February 24, 2023The married French artists Claude and François-Xavier Lalanne worked together for nearly 50 years, making whimsical furniture and classically inspired sculptures. But they became best known toward the end of the past century — when both were in their 70s — for their menagerie of animal forms, and particularly their signature sheep figures.
The whimsical wonderment that fueled the couple’s works may have led some in the art establishment to pass over them too quickly. A new book, Lalanne: A World of Poetry — authored by their longtime Paris dealer and friend, Jean-Gabriel Mitterrand, and just published by Assouline — aims to right that wrong. It locates the pair in a French fine-art tradition and argues that they were highly evolved creators who deserve a place among the greats.
The text references great Gallic forebears like Jean Siméon Chardin and Nicolas Poussin — who wrote that “the purpose of art is delectation” — while also noting that the fanciful, Surrealist-influenced Lalanne creations mark them as “the children of Giuseppe Arcimboldo and Salvador Dalí.”
François-Xavier explored the simplified form of a fish in various pieces, including a desk and the 1996 outdoor sculpture seen here, photographed at Versailles. Photo © Oliver Pilcher
Claude (1927–2019) and François-Xavier (1925–2008) met in the 1950s and shortly after that joined forces both personally and professionally. An early studio neighbor of theirs in the Montparnasse neighborhood of Paris, Constantin Brancusi became a huge influence on them as they embarked on a career in sculpture. Soon, they were hanging out with René Magritte and being collected by the de Menils.
The art world was often “skeptical” of Les Lalanne, we learn in the book. But the artists received some vindication with the 2009 auctions of the collections of Pierre Bergé and Yves Saint Laurent, where their work sold for many times the reserve prices.
The artists had other triumphs, both before and after those auctions. Their New York dealer, Paul Kasmin, organized an influential 2009 outdoor exhibition of their work along New York’s Park Avenue, and the Clark Art Institute, in Massachusetts’ Berkshires, put on a large Lalanne show in 2021. This exposure undoubtedly boosted the Lalannes’ standing, as did having tastemakers like Reed Krakoff and Peter Marino become great champions of their work.

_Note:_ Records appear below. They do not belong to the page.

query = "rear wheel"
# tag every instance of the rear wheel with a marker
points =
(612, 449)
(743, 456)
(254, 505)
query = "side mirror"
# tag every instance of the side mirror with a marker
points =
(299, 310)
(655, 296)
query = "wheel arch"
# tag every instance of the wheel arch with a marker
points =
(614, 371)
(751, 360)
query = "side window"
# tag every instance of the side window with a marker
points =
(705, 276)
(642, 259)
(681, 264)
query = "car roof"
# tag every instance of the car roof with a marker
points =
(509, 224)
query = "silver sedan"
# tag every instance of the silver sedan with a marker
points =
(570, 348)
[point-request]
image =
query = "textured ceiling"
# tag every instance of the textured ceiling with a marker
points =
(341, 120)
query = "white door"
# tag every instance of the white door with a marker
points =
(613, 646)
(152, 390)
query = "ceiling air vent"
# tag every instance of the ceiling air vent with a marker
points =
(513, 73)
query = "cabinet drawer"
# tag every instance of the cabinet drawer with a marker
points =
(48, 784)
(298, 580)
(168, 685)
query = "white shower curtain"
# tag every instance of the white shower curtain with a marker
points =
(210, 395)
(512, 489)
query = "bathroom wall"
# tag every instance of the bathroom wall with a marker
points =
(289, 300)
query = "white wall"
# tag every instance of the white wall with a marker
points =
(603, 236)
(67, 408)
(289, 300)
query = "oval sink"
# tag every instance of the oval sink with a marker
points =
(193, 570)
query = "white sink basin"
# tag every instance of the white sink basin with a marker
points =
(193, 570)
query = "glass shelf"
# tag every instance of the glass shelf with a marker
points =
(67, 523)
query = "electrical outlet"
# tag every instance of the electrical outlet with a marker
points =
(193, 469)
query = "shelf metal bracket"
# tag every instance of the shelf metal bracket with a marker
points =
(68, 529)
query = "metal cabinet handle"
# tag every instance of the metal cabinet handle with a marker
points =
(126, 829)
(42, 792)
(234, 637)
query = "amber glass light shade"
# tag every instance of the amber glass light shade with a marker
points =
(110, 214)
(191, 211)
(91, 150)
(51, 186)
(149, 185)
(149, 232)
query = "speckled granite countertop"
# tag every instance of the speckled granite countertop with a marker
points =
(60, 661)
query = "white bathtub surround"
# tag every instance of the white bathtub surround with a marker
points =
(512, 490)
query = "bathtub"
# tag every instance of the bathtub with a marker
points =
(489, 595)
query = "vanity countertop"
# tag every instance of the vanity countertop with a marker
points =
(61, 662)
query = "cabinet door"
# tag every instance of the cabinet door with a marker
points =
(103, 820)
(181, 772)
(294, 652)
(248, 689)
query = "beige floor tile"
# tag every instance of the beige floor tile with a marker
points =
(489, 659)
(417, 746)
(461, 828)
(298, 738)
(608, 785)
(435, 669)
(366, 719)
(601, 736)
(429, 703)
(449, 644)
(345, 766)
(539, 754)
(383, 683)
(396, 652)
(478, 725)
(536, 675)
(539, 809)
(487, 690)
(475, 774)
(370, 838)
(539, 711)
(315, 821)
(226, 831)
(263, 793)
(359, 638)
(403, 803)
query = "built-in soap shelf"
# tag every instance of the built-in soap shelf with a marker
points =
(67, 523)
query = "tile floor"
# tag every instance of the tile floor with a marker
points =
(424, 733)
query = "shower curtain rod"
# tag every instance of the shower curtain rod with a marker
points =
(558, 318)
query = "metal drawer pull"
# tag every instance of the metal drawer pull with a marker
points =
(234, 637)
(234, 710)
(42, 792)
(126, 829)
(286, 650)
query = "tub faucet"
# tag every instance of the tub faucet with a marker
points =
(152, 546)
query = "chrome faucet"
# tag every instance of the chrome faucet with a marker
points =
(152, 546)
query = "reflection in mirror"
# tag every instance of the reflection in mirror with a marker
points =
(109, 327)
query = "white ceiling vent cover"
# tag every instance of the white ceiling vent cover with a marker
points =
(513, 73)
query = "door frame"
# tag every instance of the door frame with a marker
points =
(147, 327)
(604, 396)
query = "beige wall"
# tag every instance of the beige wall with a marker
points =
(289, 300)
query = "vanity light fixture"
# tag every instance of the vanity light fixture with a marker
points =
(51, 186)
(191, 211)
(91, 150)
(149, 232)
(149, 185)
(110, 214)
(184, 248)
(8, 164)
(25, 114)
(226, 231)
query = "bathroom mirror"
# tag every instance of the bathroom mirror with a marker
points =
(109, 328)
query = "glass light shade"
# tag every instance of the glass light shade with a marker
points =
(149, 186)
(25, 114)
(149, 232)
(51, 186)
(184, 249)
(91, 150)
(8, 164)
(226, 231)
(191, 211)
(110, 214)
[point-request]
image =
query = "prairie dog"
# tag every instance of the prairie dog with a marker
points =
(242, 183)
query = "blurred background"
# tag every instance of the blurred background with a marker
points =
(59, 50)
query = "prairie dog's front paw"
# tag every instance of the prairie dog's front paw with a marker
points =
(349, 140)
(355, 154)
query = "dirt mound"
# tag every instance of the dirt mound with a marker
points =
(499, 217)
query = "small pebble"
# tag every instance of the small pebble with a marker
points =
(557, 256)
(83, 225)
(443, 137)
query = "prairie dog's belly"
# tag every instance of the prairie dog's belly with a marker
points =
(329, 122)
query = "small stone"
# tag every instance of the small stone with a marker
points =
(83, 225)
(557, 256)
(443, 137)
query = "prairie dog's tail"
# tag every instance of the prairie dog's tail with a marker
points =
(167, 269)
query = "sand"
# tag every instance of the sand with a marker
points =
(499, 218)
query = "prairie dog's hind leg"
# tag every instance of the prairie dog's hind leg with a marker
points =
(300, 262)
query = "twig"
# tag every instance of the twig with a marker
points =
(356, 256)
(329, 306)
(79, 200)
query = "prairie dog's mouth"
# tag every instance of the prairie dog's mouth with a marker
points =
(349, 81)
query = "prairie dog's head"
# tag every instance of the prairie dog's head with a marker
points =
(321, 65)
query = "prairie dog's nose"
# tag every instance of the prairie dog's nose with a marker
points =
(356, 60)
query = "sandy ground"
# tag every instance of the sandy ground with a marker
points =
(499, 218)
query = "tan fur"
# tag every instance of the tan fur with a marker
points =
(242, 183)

Throughout its pages, the book lays out how the creative couple played the long game. Not only were they never swayed by the fashion of the moment, but their dual creative and romantic partnership allowed them to merge their art and their lives so that one fed the other in a harmonious loop. They certainly never apologized for having the audacity to enjoy life, which they most certainly did, hosting grand dinner parties at their home, in Ury, France. These were thoughtful, not tortured, artists, and the book’s 200 illustrations show the couple and their creations to good advantage.
Les Lalanne were unquestionably sui generis. For evidence, the reader need only look to a double-page spread that shows a glass table being held up by gilded tree branches, under which roam a herd of gilded elephants. One of a kind, indeed.